I'm so clever. And funny.
Here's what happened:
Monday, I get great idea all planned out in my head and hash it out with Hazmat and Crayon (we have *GOT* to find her a new name) who receive the following jobs:
Crayon - troll the web and find perky sound bites.
Hazmat - hack into the computer system and insert said sound bites.
Soundbites compiled and last night at some point after my Vicodin had kicked in and I was asleep, Hazmat completed the hacking.
This morning, the three of us and Mackenzie (to be sworn in eventually and then henceforth known as Smack) were riding down the elevator on our way out to do some boarding. Bec and I have our cameras and our walking implements (she's got an actual old-lady type walker) and Madi and Mackenzie have their boards.
Ground floor lights up, doors slide open and then a very chipper voice says "Thank you for choosing this door. Have a nice day!" We can't help it. We crack up. In the lobby. In front of a ton of people on their way to start their days.
We're laughing so hard that we just hobble over to the benches against the windows and sit. One of the security guards - Al - comes over and tells us that sometime around 5 this morning the doors stopped announcing the floor number and started complimenting shoes, wishing travelers to have a nice day, and a few others he hasn't quite understood.
"Do people like it or are they annoyed?" I had to ask.
"Oh, they seem to like it. They chuckle. One lady looked like the cat that caught the bird after her elevator told her she was having a particularly good hair day." Then one of his phones rang and he left us to observe.
And observe we did. We completely forgot about the skateboards and Bec and I started shooting people's reactions as they left their elevators. Mostly amused, a few confused, and one guy passed us muttering something about his hair looking exactly the same as it had every other day.
By lunchtime we were starving so we got back in the lifts and rode up to my apartment. Once we were sure mom wasn't home, we filled Mackenzie in on what we'd done.
"That's hilarious. Brilliant. You've spiced up the morning a little and no one got shot." Pointed look at me for that one. As though it were my fault what happened before. I leveled a glare at her and she backed off. Even Madi felt the tension in that one. "The only drawback I can see is the irritation for the people who have to listen all day. It'll get repetitive, won't it?"
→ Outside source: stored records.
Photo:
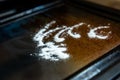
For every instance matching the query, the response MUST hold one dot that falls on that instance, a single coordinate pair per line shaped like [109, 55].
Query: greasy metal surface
[82, 50]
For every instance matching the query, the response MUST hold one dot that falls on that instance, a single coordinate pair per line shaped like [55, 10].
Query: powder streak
[50, 50]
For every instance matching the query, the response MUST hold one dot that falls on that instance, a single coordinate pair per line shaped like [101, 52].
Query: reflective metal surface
[83, 43]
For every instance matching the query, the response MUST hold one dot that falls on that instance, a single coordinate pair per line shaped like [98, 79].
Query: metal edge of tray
[100, 10]
[96, 67]
[30, 12]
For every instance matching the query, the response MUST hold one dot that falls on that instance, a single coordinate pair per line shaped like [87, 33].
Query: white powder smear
[93, 34]
[54, 50]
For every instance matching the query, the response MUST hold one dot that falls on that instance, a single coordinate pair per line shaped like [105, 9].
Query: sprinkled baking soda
[55, 49]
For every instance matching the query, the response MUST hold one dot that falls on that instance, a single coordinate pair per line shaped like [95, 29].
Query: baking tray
[17, 60]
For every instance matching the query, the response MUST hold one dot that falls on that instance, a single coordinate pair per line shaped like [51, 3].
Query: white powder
[93, 34]
[55, 49]
[50, 50]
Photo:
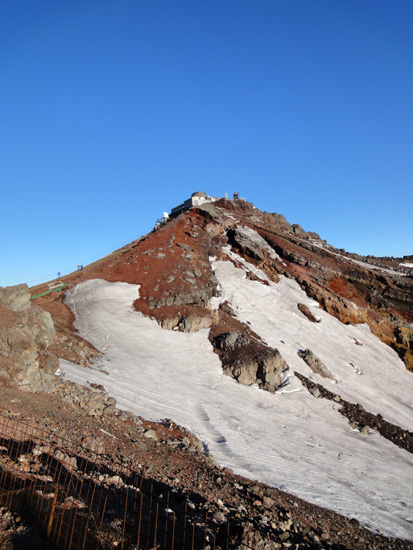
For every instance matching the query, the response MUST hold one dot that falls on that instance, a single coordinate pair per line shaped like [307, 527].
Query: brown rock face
[26, 332]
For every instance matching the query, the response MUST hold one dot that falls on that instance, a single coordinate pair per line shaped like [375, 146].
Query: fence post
[49, 525]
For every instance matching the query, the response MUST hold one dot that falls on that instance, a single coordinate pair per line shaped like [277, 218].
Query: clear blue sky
[114, 111]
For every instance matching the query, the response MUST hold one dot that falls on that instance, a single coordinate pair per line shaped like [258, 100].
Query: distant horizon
[99, 255]
[113, 113]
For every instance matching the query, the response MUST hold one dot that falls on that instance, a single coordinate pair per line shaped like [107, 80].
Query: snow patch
[289, 440]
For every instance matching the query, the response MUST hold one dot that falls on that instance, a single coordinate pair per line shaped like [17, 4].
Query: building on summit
[197, 198]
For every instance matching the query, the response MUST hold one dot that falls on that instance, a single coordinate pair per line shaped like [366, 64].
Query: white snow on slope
[256, 238]
[292, 441]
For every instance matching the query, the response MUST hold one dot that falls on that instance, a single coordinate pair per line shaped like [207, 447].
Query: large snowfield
[289, 440]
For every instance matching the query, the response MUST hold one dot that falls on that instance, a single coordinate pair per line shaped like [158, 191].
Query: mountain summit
[289, 359]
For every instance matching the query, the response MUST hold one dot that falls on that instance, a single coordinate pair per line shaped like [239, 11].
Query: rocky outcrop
[26, 333]
[15, 298]
[305, 311]
[250, 362]
[315, 364]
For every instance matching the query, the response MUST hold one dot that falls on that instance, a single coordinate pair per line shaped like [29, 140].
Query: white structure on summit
[197, 198]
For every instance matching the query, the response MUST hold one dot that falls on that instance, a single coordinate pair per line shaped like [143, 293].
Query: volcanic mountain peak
[222, 301]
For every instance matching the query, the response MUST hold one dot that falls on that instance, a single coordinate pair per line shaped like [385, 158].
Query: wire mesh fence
[79, 502]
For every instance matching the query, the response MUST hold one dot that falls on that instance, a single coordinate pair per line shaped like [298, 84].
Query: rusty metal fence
[79, 502]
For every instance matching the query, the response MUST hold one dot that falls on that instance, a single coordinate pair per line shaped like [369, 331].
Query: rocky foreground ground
[166, 453]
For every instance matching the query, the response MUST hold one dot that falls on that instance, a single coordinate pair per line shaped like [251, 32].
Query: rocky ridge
[173, 268]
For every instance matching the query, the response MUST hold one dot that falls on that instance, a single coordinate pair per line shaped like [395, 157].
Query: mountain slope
[227, 289]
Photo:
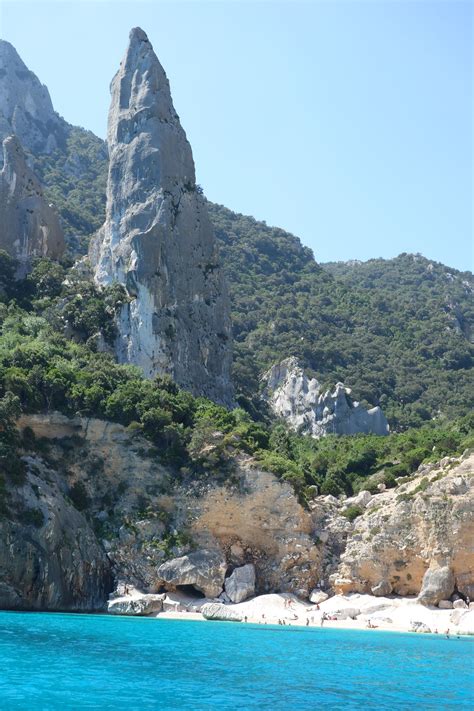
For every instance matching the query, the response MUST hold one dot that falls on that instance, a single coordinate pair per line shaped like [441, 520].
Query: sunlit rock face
[157, 239]
[300, 401]
[25, 106]
[29, 225]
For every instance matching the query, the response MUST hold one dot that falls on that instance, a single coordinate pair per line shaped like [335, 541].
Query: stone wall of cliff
[157, 239]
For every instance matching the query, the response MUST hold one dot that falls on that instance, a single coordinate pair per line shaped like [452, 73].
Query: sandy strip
[373, 613]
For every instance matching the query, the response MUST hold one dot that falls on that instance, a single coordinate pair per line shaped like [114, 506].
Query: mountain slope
[398, 332]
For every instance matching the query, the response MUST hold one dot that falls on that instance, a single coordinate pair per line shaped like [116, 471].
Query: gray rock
[382, 589]
[438, 584]
[55, 563]
[318, 596]
[157, 239]
[300, 401]
[445, 605]
[205, 570]
[25, 105]
[241, 584]
[217, 611]
[29, 225]
[416, 626]
[141, 606]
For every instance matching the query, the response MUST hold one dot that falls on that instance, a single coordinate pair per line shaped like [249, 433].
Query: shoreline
[354, 611]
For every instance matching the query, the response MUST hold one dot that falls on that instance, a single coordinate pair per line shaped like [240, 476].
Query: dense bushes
[396, 331]
[49, 361]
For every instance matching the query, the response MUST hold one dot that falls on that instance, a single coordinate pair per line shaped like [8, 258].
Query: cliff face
[29, 226]
[136, 514]
[300, 401]
[157, 239]
[50, 558]
[25, 106]
[405, 534]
"I found over 5,000 applicable sound bites in the public domain. They're all in there. And Madi's randomizer will actually earmark each one and not repeat the same bite until every bite has been used. There are some similar ones - the hair compliment, for example, but they have different wording and voices."
"And if they decide they don't like it?" Mackenzie asks the questions we asked when we laid out the plan, so we were at the ready with the answers.
"A simple system reset - the same one they do after a power outtage, and the program is erased completely. No traces. I even masked my IP and then bounced it all over so if they want to track me down it'll take a while."
"Given the nature of the prank, it's doubtful they'll even care. No one is complaining, so chances are it'll be left for a while and then erased." I was going for a completely innocuous yet amusing for everyone prank. I think I succeeded for our first time out. Well, second, technically. But first officially.
So we had lunch and filled Mackenzie in on the Society Tuesday. She's officially a "tap" (stole that term from Yale) and will remain a tap until we come up with two more taps and an initiation ceremony. And now we're having a Wii tournament. And It's my turn to box Mackenzie. Oh yeah. This'll be fun. Chick is going down.